Alerts all integers in the sequence (0, 1, -1, 2, -2, ...), using strings to go beyond JS's usual max safe integer 9007199254740991. This is equivalent to the "Infinite version" in Arnauld's earlier answer.

# Scala, 112 bytes

val x=Int.MaxValue
val y=Int.MinValue
print(0)
for(a <-1 until x) print(","+a + "," + a * -1)
print(","+x+","+y)


Try it online!

# Scala, 143 bytes

object ListNumbers extends App {
val x = 10
val y = -10
print(0)
for(a <- 1 until x) print(","+a + "," + a * -1)
print(","+x+","+y)
}


Try it online!

# Using Java 8 Streams just for fun, it generates a lazy populated string

types declarations can be omitted but I included for "documentation"

# Scala, 253 bytes

val zero :Stream[String] = Stream("0")
val positive :Stream[Int]= Stream.from(1)
val negative :Stream[Int]= positive.map(_* -1)

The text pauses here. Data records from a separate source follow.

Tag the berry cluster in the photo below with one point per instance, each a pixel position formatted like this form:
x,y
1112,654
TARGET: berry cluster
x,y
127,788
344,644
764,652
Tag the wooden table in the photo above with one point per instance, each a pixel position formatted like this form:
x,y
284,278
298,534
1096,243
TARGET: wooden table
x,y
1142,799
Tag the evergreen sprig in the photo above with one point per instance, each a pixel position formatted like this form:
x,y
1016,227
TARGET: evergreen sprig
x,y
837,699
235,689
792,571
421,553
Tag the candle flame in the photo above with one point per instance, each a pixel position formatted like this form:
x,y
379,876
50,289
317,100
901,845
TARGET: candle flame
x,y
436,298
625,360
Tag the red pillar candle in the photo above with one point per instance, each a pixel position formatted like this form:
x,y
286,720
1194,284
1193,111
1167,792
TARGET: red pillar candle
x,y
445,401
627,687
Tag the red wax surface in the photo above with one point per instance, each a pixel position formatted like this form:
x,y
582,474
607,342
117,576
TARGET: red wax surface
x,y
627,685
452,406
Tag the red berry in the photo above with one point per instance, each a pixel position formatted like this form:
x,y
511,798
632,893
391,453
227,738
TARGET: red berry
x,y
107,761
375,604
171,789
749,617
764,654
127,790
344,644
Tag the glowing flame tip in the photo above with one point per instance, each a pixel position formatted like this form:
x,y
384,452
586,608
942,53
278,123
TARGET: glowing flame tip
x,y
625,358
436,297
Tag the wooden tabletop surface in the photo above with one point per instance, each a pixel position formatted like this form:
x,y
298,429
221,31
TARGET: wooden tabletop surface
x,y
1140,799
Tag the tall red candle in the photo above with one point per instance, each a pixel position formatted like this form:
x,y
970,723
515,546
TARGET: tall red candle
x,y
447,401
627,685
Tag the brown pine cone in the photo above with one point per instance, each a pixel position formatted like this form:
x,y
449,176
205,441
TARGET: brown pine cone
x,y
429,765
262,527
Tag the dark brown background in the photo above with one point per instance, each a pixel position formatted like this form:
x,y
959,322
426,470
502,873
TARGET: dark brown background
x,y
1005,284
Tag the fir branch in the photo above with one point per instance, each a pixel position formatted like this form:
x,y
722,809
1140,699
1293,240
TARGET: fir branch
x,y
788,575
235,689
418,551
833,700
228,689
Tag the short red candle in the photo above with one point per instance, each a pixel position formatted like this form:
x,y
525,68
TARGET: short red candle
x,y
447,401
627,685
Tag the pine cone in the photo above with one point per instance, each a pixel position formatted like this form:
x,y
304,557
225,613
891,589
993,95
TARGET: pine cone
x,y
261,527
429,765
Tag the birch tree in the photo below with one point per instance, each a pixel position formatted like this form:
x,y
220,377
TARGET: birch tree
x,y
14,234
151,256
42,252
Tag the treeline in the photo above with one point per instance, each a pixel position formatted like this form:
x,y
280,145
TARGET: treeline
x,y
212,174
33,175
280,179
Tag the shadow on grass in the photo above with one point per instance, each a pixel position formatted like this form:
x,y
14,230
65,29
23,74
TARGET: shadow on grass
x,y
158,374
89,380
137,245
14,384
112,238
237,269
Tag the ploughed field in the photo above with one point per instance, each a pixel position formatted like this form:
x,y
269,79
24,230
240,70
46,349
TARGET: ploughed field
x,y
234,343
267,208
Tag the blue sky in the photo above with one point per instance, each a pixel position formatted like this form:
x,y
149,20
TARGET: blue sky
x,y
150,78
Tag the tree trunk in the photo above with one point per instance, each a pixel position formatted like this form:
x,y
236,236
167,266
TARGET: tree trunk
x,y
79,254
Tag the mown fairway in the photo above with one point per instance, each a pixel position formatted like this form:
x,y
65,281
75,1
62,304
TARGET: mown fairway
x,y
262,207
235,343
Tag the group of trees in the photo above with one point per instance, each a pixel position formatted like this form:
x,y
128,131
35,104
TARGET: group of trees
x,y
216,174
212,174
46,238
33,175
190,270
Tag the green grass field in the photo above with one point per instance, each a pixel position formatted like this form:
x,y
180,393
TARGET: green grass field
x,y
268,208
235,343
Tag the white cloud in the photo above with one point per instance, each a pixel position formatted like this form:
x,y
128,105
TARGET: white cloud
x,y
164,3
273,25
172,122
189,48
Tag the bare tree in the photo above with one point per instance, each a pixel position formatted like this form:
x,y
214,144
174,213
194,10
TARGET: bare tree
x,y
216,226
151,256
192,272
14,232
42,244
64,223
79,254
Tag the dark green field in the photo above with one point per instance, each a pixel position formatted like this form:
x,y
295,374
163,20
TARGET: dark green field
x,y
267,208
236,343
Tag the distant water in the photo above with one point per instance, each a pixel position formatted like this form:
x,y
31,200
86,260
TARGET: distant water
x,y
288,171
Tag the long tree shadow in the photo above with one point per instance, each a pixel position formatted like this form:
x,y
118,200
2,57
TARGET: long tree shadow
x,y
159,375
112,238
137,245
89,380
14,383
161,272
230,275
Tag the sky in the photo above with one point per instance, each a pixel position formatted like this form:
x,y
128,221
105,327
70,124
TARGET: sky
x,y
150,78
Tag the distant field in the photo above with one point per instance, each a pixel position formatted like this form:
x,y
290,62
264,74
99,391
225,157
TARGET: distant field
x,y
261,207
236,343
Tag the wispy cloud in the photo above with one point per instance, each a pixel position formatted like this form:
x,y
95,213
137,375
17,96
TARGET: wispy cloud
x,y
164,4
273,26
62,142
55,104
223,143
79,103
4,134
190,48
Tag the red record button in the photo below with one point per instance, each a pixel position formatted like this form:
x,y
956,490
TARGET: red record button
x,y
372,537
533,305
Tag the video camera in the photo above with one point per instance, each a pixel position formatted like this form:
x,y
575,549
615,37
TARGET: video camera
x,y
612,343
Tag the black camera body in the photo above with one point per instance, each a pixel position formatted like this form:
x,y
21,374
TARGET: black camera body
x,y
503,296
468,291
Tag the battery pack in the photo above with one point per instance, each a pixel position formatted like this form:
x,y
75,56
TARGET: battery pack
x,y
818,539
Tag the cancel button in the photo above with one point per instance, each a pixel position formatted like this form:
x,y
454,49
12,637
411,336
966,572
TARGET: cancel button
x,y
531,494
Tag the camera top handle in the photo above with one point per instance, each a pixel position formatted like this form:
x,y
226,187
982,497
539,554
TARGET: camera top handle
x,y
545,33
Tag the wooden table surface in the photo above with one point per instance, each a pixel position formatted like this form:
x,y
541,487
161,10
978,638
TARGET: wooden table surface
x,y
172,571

val stream = zero ++ positive.zip(negative).map(x => x._1.toString()+","+x._2.toString())
//stream.take(Int.MaxValue).toList


Try it online!

# Japt, 12 10 bytes

_OlU°,Un}a


Try it online!

## Explanation:

_OlU°,Un}a
| Implicit U = 0
_       }a  | Start an infinite loop
Ol         | Write to the console:
U°       |   U++
,      |    and
Un    |   0-U


# Gol><>, 7 bytes

lN01l-N


Try it online!

### How it works

lN01l-N
l        push current stack length (n)
N       pop and print with newline
01l    push 0, 1, then stack length (n+2)
-   pop n+2, 1, then push 1 - (n+2) = -n-1
N  pop and print with newline
now the stack length is n+1; repeat indefinitely


# Zephyr, 48 bytes

set i to 0
while 1=1
print-i,i+1...
inc i
repeat


Space-separated. If the separator could alternate between space and newline, the ... could be removed for -3 bytes. Try it online!